Conspiracies of the sort described in the complaint are difficult
to prove, and most often can be proved only through the use of
evidence which is circumstantial and seemingly remote. Therefore,
in my rulings on the evidence at the trial, and in my review of
the evidence at this time, I have admitted and considered any
evidence which might in some manner tend to prove the existence
of a conspiracy.
Testimony of Witnesses Tending to Prove the Existence of a
Conspiracy to Monopolize Wholesale Customers in the Chicago
A. Solicitors or "contact men" employed by the defendants.
Seven government witnesses were, at one time or another,
employed by the Borden Company or the Bowman Dairy Company to
solicit new wholesale accounts. They testified as to certain
instructions given to them in the course of their employment, as
to some practices current in the industry at the time of their
employment, and as to conversations which they had or overheard
during their employment. I have outlined this segment of the
testimony most carefully, for it is, apparently, the most direct
available evidence of the alleged conspiracy. Listing these seven
witnesses in the order of their appearance at the trial, that
part of their testimony relevant to the proof of a conspiracy is
(1) William H. Horton. In 1941 and 1942, Horton was employed by
the Bowman Dairy Company as a solicitor. He received a two-week
training period from a Mr. Morley, whom he was replacing. Morley
told him how to solicit, and what stops to solicit. Morley
explained that "open competition" was "new business, business
which was closed and reopened after a period of thirty days, and
other dairies that were what they call cut-rate dairies, such as
Meadowmoor and smaller ones." Morley further explained that
"closed competition" consisted of "Borden, Hunding, Capitol,
Western", and "one or two other stops that I forget." Horton was
told not to solicit "closed competition."
In the early part of 1942, Horton solicited and won the
business of a stop being served by the Capitol Dairy Company.

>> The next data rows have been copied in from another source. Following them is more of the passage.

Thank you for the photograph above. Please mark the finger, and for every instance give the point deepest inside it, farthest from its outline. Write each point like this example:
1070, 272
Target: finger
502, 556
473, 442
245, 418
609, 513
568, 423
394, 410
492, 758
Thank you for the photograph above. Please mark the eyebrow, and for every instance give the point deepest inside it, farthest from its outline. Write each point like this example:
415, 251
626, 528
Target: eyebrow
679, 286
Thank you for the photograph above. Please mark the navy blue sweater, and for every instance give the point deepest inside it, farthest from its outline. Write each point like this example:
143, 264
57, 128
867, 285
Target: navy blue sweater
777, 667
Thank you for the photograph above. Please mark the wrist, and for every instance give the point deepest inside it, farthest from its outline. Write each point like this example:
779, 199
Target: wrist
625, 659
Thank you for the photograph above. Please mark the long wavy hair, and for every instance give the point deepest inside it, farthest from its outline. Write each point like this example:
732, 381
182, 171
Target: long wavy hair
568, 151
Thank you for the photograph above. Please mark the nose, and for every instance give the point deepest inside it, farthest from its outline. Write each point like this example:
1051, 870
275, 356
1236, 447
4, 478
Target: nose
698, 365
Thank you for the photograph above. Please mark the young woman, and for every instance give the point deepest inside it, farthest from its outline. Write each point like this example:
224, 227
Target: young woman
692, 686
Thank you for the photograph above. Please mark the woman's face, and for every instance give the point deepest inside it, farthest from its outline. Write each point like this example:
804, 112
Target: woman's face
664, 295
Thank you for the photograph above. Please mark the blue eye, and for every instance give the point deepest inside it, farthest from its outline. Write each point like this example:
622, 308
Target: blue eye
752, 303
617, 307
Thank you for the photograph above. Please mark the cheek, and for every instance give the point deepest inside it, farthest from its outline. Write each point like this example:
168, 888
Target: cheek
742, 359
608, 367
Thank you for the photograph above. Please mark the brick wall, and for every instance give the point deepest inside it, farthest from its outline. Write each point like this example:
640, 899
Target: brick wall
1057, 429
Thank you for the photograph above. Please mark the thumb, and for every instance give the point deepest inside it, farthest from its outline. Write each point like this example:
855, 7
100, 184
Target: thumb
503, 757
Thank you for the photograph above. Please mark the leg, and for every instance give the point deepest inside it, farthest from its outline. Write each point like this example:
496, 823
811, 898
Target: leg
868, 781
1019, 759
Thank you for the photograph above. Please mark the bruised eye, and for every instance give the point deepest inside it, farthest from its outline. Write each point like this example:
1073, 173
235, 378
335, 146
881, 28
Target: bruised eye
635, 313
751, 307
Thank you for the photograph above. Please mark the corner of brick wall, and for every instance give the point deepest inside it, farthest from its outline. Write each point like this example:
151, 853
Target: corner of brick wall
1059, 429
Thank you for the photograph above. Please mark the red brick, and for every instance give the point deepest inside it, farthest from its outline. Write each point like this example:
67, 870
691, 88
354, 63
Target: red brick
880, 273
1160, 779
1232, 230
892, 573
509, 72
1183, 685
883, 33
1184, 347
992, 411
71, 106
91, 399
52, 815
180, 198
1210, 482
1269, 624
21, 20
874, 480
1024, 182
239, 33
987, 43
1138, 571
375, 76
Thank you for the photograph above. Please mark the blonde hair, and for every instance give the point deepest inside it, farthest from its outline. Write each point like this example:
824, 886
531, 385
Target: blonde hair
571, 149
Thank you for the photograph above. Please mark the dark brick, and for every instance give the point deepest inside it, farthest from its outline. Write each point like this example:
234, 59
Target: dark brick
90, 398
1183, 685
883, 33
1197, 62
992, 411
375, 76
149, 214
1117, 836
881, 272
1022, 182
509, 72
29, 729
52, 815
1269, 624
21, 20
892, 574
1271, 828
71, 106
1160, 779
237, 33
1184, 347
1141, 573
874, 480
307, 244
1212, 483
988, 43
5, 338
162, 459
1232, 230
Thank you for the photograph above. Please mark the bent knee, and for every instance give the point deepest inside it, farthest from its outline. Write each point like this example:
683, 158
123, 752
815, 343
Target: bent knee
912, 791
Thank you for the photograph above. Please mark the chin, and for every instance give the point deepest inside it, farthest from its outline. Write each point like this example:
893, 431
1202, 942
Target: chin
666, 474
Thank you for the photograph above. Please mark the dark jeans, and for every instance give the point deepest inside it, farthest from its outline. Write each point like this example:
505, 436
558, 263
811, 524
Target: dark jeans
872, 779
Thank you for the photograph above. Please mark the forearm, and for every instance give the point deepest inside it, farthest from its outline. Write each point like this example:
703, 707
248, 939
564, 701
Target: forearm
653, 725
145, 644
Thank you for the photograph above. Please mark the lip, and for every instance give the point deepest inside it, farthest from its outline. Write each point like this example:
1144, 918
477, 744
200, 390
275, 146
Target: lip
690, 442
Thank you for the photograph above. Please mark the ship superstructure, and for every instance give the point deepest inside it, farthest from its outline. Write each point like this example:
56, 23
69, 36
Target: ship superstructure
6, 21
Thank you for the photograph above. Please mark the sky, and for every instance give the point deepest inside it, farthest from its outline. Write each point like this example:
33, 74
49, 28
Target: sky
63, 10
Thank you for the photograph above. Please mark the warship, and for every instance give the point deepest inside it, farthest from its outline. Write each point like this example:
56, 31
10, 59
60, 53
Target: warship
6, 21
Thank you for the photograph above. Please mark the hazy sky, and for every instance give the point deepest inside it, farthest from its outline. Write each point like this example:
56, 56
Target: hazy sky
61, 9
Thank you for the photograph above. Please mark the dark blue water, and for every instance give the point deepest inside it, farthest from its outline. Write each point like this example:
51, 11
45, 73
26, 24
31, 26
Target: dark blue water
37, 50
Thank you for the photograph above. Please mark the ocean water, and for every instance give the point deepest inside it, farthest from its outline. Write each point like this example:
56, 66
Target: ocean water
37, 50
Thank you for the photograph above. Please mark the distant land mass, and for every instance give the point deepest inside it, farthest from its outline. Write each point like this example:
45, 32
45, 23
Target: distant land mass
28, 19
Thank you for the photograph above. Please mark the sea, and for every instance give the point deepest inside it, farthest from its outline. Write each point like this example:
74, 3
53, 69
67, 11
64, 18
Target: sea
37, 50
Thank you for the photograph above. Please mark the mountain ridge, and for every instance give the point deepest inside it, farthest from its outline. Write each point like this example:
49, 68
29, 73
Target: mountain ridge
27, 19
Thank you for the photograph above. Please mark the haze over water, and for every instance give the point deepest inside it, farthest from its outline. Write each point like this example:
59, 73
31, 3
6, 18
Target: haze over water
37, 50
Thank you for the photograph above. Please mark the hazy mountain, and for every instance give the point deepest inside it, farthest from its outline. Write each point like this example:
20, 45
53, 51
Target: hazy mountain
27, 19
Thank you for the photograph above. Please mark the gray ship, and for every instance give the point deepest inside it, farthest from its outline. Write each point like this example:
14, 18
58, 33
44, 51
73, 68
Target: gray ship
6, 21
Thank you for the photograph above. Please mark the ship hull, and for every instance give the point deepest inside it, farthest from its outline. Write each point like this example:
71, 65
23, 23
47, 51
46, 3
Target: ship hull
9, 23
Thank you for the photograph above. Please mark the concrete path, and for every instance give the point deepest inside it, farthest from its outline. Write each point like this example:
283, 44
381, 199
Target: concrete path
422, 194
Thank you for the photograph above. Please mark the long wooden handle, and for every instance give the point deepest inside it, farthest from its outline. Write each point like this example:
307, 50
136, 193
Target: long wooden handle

Messrs. Philippi and Moller of the Bowman Company directed the
return of this stop to the Capitol Company.
On cross examination, Horton stated that the Bowman officers
said that they desired the return of the store to Capitol because
the store owner was a relative of a Mr. Shankman, an official of
Capitol Dairy Company.
(2) Otto A. Sedlak. Sedlak was a solicitor of wholesale
accounts for the Bowman Company for three and one-half years,
beginning in 1941 or 1942. In 1942, he was told by his superior,
a Mr. Block, that he was not supposed to solicit stops like
"Borden, Capitol, Western-United." He testified of instances
wherein his superiors did not permit him to begin serving stops
which were then served by Borden or Capitol, although the
proprietors were willing to be served by Bowman. He testified
that in the latter part of 1944, he overheard Block speaking on
the telephone to a Mr. Katz of the Western-United Company. He
overheard Block state to Katz: "You know you took one of our
stores, don't you? — Do you know what this means? — We have to go
out and get one of yours."
(3) Herbert W. Horton. Horton was also a Bowman solicitor
during part of the period embraced by the complaint. Mr. Buthman,
an official of the Bowman Company, told him that he "wasn't to
solicit any stops, such as Wanzer, Hunding, Beloit,
Borden, Western-United, Capitol Dairy, and Hawthorn — all the
major large ones that was there." Mr. Kernkamp, another Bowman
official, told him that "open competition was any stops, like
these smaller dairies, like Dean * * *. After thirty days with
Dean, if the Dairy that lost them did not retain them, then that
was considered open competition, and I could go in and try to get
them for the Bowman Dairy also." Horton made clear that his
activities were directed principally, perhaps solely, toward the
Dean Milk Company. For example, a list of Dean stops was given to
him; but the names of stops served by other dairies, even those
characterized as "open competition", were not included.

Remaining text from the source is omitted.